L’enjeu de ce vote concerne tous les salariés de la compagnie. En cas de refus de négocier d’ici à fin septembre, la direction d’Air France mettrait en œuvre un « plan B », qui passerait par une réduction de l’offre d’Air France d’au moins 10 %, le retrait d’au moins une dizaine d’avions long-courriers et un plan de licenciements secs sans précédent dans l’histoire de la compagnie, qui n’épargnerait personne. Un seul avion long-courrier représente en effet 20 emplois de pilotes, mais aussi 80 postes d’hôtesses et stewards et 250 emplois au sol.

Convaincre la base

De quoi mettre la pression sur le SNPL, seul syndicat en mesure de signer ou de rejeter un accord. Mais à la veille du jour J, le suspense restait entier sur l’issue des débats. Tout en laissant la porte ouverte à la négociation, le SNPL a pris contact avec d’autres syndicats d’Air France, ces derniers jours, pour préparer de « possibles actions communes ».

Après avoir brandi la menace des licenciements, la direction a de son côté multiplié les initiatives en interne pour tenter de convaincre la base de la nécessité d’un nouvel effort de productivité. En cas d’accord, les licenciements massifs pourraient être évités et Air France pourrait retrouver le chemin de la croissance, promet-elle dans un courrier interne adressé à tous les salariés. Une rencontre avec les syndicats de personnels navigants commerciaux (PNC) est d’ores et déjà programmée pour ce vendredi et plusieurs réunions d’information pour les pilotes sont prévues la semaine prochaine et la suivante.
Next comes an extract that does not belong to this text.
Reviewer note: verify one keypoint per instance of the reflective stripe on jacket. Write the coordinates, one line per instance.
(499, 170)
Parvenir à un accord négocié

En cas d’échec des négociations, la direction pourrait en effet dénoncer les accords d’entreprise et organiser un référendum interne sur ses propositions, parallèlement à l’ouverture de négociations avec les grandes centrales syndicales intercatégorielles, dont certaines ne cachent pas leur irritation face à l’attitude corporatiste du SNPL et de certains syndicats de PNC.

Cependant, en dépit de ces préparatifs, la possibilité de parvenir à un accord négocié semble être encore l’option privilégiée des deux côtés. Pour la direction, la dénonciation des accords ouvrirait une période de grande incertitude d’au moins 18 mois, avant que de nouvelles règles puissent entrer en vigueur. La perspective de licenciements massifs en cas d’attrition semble également périlleuse.

Lettre d’engagement

Côté pilotes, outre le risque d’être tenus pour responsables, le plan de réduction de l’offre signifierait des licenciements, un gel des carrières et probablement une baisse des rémunérations, qui reposent en partie sur les heures de vol effectuées, ainsi que la perspective de voir la croissance partir chez KLM.

Faute de pouvoir parvenir à un accord définitif avant le 30 septembre, la direction pourrait se contenter d’une lettre d’engagement du bureau du SNPL autour d’un objectif de productivité qui resterait à détailler et à faire valider par les pilotes. Lors de la négociation du précédent plan Transform, cinq mois s’étaient écoulés entre la signature d’un projet d’accord et sa validation finale par un vote des pilotes.